A portion of the income tax revenue generated from new residents at a development could be captured, according to the analysis and committee testimony. The Senate Fiscal Agency estimated the state’s income tax revenue losses could total between $15 million to $45 million, using an average individual income tax liability of $1,500 in 2013 after credits were applied and an estimated 10,000 to 30,000 tax returns from residents of transformational brownfield projects.

Additionally, Senate fiscal analysts said the bills would create “extensive” administrative costs for the Michigan Department of Treasury, which today does not identify where sales tax revenue originates. The department likely would have to hire more employees and add informational technology systems to track the source of sales tax revenue across multiple sites, they wrote.

Local income taxes would not be captured under the bills. Horn said he has had discussions with the Michigan Municipal League, which supports the legislation “in concept,” and other local government associations to address concerns about possible lost revenue.

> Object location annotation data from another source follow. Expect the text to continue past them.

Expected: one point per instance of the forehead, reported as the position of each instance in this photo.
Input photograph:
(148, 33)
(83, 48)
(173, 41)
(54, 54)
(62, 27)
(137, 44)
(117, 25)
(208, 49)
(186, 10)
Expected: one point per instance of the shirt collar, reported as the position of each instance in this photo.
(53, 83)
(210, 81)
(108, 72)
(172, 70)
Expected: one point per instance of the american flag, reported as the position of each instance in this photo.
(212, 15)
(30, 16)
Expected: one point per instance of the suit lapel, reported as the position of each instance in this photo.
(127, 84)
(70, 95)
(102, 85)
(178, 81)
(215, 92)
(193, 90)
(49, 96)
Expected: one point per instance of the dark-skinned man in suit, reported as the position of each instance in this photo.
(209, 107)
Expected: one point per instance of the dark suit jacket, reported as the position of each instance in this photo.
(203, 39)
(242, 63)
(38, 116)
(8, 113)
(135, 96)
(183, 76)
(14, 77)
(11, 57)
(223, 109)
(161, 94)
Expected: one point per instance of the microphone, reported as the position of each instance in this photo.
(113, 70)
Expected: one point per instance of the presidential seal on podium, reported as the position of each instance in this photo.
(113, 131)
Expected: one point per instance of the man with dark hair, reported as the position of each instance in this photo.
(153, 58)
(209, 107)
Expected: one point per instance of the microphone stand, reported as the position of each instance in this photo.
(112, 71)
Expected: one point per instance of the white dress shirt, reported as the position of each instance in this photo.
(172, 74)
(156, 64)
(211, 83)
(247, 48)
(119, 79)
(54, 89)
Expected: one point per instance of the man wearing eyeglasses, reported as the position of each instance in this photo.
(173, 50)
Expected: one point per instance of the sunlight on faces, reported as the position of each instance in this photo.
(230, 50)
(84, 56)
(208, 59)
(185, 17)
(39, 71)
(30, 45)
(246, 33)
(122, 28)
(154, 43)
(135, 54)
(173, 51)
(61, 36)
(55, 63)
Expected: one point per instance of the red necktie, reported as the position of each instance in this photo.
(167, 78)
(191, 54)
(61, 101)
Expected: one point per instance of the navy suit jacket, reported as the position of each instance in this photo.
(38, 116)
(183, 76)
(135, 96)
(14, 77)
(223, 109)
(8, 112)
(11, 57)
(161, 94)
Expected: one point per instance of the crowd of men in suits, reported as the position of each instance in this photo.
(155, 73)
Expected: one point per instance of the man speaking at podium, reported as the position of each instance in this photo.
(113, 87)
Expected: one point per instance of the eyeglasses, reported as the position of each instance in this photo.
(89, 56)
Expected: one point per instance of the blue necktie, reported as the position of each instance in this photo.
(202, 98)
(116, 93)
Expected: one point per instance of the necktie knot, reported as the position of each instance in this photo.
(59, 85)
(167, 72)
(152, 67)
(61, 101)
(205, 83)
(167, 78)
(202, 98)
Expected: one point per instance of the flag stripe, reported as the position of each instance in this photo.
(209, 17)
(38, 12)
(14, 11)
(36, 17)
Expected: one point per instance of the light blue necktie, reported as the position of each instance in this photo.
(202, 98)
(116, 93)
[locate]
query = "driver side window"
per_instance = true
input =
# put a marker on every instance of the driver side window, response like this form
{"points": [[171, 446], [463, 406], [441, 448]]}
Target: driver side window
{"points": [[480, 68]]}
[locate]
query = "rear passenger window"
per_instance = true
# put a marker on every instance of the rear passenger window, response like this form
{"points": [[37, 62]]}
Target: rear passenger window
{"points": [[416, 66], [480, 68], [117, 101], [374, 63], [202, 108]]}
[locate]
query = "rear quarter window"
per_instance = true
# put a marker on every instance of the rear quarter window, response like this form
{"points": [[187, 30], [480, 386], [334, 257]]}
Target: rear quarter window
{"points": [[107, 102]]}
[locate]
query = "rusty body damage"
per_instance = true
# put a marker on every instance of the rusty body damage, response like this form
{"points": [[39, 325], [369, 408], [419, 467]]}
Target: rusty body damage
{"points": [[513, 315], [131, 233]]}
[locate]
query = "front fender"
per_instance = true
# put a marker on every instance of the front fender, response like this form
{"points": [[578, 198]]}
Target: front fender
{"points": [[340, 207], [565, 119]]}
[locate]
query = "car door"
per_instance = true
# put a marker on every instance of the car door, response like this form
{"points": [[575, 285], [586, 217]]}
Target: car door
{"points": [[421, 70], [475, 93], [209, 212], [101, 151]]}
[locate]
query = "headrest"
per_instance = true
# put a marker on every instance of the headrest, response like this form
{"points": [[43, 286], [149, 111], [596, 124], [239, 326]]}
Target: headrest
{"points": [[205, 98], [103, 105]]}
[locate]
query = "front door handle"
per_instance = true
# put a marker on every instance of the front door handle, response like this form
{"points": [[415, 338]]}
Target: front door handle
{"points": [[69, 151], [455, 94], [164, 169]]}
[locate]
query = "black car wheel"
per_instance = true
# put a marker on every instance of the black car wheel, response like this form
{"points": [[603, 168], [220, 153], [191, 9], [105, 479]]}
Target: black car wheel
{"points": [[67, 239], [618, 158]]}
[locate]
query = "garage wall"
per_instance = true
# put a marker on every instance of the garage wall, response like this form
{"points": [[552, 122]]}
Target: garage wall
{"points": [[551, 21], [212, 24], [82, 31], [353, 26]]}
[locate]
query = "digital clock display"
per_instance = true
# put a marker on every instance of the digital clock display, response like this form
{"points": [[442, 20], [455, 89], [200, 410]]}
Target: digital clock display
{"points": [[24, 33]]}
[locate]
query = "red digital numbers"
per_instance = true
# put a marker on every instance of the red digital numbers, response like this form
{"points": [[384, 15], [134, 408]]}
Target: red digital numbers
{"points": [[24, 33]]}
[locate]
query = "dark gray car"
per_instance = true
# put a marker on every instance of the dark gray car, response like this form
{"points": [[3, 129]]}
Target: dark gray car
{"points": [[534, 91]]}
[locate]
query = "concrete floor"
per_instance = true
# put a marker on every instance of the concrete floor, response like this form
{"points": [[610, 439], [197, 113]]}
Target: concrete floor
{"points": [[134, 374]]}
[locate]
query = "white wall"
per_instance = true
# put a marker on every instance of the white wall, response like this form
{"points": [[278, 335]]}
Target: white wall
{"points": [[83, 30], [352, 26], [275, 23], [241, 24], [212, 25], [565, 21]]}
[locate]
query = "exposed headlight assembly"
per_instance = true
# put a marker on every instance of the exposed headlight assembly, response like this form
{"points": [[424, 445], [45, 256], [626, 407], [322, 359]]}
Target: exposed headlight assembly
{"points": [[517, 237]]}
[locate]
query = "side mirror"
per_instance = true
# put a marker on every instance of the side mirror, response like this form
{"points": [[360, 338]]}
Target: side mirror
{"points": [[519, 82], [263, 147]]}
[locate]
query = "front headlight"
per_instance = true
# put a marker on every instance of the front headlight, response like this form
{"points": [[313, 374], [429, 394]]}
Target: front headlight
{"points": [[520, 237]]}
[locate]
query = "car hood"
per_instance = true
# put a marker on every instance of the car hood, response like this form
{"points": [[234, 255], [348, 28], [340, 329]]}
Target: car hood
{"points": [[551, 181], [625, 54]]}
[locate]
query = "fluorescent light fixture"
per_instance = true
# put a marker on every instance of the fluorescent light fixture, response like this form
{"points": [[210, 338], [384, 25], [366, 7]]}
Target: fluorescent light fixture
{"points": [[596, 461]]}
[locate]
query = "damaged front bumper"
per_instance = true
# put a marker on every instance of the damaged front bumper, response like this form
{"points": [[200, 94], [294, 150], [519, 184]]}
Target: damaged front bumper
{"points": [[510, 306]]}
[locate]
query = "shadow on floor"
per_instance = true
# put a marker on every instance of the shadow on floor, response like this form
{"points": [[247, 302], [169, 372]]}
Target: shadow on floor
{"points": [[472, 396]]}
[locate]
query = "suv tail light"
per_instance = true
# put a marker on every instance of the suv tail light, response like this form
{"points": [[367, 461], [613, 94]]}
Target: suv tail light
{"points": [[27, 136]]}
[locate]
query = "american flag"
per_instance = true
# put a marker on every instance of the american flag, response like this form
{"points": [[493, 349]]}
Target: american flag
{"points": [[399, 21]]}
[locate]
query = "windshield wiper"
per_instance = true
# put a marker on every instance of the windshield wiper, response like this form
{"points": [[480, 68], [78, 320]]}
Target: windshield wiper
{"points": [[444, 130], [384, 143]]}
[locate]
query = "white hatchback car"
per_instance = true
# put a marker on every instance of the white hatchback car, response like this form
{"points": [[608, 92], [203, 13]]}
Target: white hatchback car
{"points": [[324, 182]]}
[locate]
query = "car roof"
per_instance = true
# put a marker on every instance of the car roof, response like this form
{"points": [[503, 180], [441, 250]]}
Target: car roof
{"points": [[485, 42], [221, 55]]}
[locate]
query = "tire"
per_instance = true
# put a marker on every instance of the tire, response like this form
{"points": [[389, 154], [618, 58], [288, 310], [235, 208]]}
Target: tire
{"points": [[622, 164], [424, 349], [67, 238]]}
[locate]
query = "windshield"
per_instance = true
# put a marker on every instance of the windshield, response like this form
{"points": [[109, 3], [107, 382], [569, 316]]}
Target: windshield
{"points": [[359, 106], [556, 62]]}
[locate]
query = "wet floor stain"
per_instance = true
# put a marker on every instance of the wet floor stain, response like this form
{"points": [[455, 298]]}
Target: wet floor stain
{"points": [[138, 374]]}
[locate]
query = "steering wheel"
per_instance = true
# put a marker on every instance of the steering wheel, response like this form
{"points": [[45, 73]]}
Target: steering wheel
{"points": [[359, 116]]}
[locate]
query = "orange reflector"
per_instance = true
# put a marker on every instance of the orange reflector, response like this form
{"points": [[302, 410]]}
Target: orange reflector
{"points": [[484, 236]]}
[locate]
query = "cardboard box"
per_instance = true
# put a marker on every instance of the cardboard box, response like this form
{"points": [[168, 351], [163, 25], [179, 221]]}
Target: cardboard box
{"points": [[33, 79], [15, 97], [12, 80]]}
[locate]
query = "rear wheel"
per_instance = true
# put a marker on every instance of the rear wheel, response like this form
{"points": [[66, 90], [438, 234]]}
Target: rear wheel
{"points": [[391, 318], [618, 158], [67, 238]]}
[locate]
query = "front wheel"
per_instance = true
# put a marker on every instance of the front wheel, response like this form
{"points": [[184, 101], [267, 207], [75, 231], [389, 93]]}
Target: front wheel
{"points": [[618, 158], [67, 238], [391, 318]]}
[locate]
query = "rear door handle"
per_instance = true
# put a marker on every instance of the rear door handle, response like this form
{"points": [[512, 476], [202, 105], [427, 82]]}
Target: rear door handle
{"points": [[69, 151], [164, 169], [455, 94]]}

He said the legislation sets up a tiered approval structure, with multiple sets of eyes in local and state government watching the projects.

“We are trying to be very careful and thoughtful,” he said. “The underlying goal in all of this is to make sure there is a net gain for the state.”

Proposed impact

The real impact, Horn said, is at the local level. Individual communities will be the ones to decide what “transformational” means for their residents.

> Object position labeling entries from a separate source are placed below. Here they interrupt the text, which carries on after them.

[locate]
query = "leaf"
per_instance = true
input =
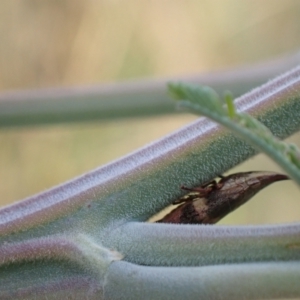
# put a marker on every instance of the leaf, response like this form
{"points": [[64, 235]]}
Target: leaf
{"points": [[202, 100]]}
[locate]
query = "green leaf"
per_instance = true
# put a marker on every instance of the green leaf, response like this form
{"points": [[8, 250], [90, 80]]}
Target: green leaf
{"points": [[204, 101]]}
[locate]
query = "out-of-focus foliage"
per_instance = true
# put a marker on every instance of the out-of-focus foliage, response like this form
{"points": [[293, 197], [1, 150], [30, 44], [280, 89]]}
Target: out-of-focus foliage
{"points": [[72, 42]]}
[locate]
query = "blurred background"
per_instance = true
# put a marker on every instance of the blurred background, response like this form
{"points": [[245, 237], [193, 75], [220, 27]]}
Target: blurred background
{"points": [[78, 43]]}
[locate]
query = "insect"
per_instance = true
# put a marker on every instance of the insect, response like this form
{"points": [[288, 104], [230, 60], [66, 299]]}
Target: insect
{"points": [[212, 201]]}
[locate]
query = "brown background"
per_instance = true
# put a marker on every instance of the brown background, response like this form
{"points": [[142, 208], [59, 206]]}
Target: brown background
{"points": [[73, 42]]}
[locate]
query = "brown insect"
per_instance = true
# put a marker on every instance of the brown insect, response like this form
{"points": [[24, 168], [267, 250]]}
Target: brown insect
{"points": [[213, 200]]}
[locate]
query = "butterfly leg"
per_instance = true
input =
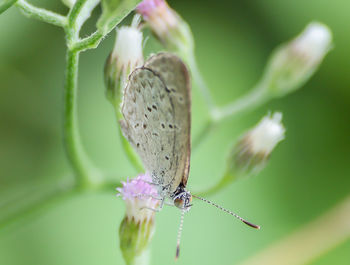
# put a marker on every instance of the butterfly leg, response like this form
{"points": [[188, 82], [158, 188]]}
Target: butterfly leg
{"points": [[157, 209]]}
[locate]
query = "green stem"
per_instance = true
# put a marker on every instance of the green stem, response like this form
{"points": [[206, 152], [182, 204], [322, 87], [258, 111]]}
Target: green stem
{"points": [[86, 174], [90, 42], [41, 14]]}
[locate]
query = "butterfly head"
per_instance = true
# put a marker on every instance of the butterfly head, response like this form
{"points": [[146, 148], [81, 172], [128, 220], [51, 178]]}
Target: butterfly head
{"points": [[182, 200]]}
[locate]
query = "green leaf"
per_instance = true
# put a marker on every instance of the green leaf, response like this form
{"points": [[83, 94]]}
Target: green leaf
{"points": [[5, 4], [113, 12]]}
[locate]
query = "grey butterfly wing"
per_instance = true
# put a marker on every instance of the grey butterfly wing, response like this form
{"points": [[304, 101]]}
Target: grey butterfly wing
{"points": [[156, 108]]}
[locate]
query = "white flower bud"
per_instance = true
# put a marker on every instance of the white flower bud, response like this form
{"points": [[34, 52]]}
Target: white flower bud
{"points": [[292, 64], [125, 57], [138, 226], [252, 151]]}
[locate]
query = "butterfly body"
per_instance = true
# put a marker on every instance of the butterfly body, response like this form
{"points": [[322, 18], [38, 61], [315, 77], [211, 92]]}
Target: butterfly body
{"points": [[157, 111]]}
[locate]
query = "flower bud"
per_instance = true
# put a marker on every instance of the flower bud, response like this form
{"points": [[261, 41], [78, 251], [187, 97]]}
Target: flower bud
{"points": [[292, 64], [125, 57], [172, 31], [250, 154], [137, 228]]}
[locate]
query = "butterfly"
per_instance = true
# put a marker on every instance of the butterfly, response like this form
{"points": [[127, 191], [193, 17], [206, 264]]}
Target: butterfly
{"points": [[156, 107]]}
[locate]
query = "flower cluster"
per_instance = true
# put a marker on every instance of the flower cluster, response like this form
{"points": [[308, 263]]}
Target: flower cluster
{"points": [[292, 64], [254, 148], [138, 195], [126, 56], [172, 31], [137, 228]]}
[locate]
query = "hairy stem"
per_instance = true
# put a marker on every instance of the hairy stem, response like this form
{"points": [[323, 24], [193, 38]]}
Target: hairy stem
{"points": [[86, 174], [41, 14]]}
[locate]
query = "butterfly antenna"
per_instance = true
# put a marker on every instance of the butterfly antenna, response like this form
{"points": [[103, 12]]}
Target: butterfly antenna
{"points": [[179, 235], [229, 212]]}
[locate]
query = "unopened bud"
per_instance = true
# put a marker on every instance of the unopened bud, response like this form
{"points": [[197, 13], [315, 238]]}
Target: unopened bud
{"points": [[172, 31], [292, 64], [250, 154], [137, 228], [125, 57]]}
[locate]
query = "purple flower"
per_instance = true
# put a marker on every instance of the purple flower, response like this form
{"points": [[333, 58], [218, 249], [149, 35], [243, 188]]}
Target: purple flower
{"points": [[139, 194], [172, 31]]}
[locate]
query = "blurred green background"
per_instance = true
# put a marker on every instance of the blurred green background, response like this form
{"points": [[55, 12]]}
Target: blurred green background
{"points": [[308, 173]]}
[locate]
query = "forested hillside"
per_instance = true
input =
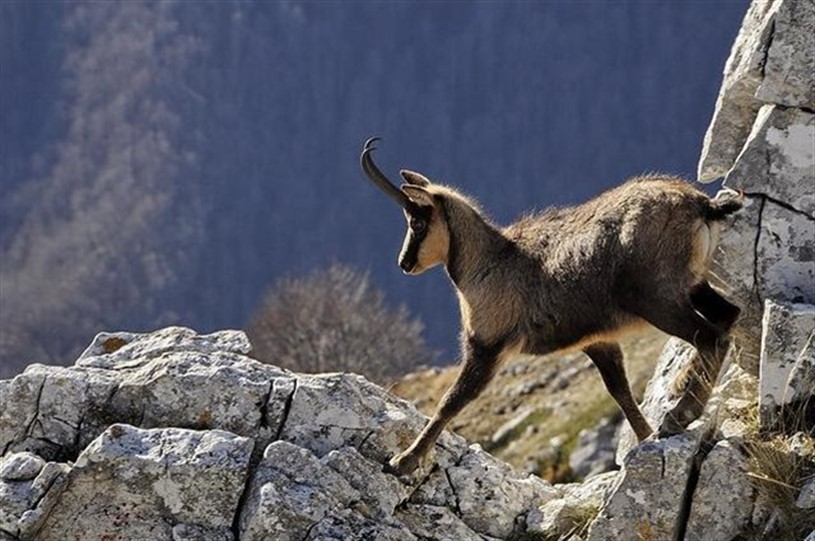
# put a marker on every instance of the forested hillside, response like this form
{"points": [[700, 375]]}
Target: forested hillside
{"points": [[165, 162]]}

A $25 million project in Saginaw, part of Horn’s Senate district, could “fundamentally transform” its downtown.

Brownfield conditions in the city “have frightened developers away through the years,” JoAnn Crary, president of Saginaw Future Inc., the economic development agency serving Saginaw County, testified before the Senate panel.
One downtown project under consideration will require significant investment and undertaking, she said, but it also could be a catalyst that leads to more development.

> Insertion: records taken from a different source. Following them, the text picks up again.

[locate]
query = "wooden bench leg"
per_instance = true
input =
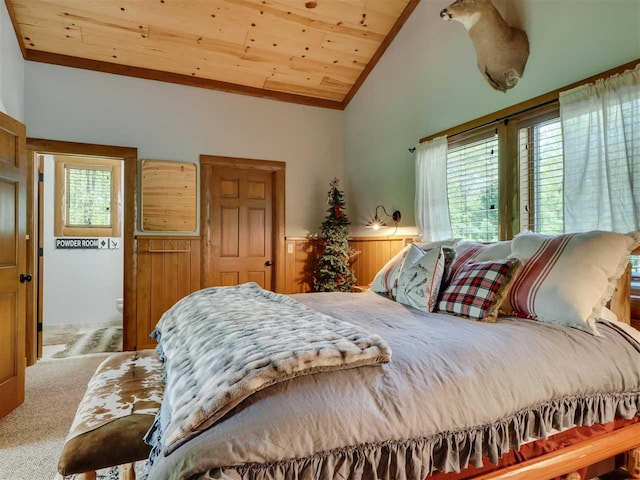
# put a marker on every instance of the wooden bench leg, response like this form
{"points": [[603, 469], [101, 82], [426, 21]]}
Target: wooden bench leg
{"points": [[127, 472], [633, 465], [86, 476]]}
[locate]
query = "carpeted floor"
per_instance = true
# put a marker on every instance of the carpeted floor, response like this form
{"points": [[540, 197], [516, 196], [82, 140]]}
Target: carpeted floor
{"points": [[63, 342], [32, 436]]}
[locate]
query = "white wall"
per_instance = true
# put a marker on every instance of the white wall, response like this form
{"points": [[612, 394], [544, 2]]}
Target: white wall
{"points": [[81, 286], [175, 122], [427, 81], [11, 69]]}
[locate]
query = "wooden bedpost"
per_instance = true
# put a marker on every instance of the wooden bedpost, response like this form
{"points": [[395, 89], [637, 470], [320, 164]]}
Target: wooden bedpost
{"points": [[87, 476], [633, 465]]}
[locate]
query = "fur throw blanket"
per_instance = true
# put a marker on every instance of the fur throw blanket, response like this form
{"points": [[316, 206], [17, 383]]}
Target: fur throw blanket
{"points": [[221, 345]]}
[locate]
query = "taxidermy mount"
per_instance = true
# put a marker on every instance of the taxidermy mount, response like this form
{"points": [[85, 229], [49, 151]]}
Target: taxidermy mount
{"points": [[502, 50]]}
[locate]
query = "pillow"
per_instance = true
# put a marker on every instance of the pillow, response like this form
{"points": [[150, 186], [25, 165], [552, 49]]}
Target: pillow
{"points": [[475, 252], [479, 288], [567, 279], [419, 282], [386, 279]]}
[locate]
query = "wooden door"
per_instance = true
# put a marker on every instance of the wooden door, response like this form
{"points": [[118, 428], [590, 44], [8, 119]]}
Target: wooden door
{"points": [[13, 222], [241, 247], [242, 222]]}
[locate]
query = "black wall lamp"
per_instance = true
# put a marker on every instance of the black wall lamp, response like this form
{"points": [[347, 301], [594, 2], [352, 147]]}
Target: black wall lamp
{"points": [[377, 224]]}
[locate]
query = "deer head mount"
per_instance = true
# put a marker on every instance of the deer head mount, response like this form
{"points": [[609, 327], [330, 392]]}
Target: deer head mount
{"points": [[502, 50]]}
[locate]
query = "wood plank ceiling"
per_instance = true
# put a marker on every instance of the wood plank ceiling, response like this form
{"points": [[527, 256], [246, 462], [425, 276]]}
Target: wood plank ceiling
{"points": [[311, 52]]}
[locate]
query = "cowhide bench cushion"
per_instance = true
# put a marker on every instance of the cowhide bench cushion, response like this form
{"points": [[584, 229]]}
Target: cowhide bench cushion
{"points": [[118, 408]]}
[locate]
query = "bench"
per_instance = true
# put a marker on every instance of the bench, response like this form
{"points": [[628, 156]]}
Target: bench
{"points": [[118, 408]]}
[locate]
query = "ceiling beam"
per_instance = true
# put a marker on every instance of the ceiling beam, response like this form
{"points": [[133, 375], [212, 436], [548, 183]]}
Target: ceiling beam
{"points": [[192, 81], [16, 27]]}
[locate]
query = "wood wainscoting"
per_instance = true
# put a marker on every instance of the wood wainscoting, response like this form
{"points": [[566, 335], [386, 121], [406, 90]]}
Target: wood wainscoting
{"points": [[303, 251], [168, 270]]}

“It creates a nucleus so that we can develop and build around it,” she said.

Saginaw Future and regional economic development agencies The Right Place Inc. in Grand Rapids and Southwest Michigan First in Kalamazoo have signed on to a coalition of developers, development agencies and chambers of commerce called MI Thrive. The group consists of more than a dozen members, though an official list wasn’t made available.

The group’s members “share a common goal: Helping move Michigan and its cities forward,” said Dan Austin, a senior account executive with Detroit-based Van Dyke Horn Public Relations, which is handling public relations for the coalition.

In southwest Michigan, there is pent-up demand for urban housing, while in Grand Rapids, the brownfield incentive could make it feasible for developers to pursue projects adjacent to downtown, according to committee testimony.

“The transformation of downtown, its neighborhoods and especially along the Grand River is not complete — but the easier projects are over,” Rick Chapla, The Right Place’s strategic initiatives vice president, told the Senate committee.

The legislation includes a provision that would waive the minimum private investment requirement in communities eligible for federal blight elimination funding or in a municipality under a state of emergency for drinking water contamination.

That could create opportunities for smaller projects in Flint, which otherwise would require at least $50 million in private investment under the bill. Flint has been struggling to recover from lead-contaminated drinking water caused by a state-appointed emergency manager’s decision to draw tap water from the Flint River.

“That excites us, obviously,” said Bryce Moe, managing director of Flint-based Skypoint Ventures, which does real estate development in the city and Genesee County.

Skypoint Ventures is considering two projects that could benefit from the incentive, though Moe did not disclose details.

“These are projects inherently by nature in our urban areas that have a financial gap, because the current business case is not there,” Moe said. “There’s a whole list of reasons why, and this really, really goes after that and attacks that gap, that space, in the project that a traditional investor or traditional lender does not have the appetite for.”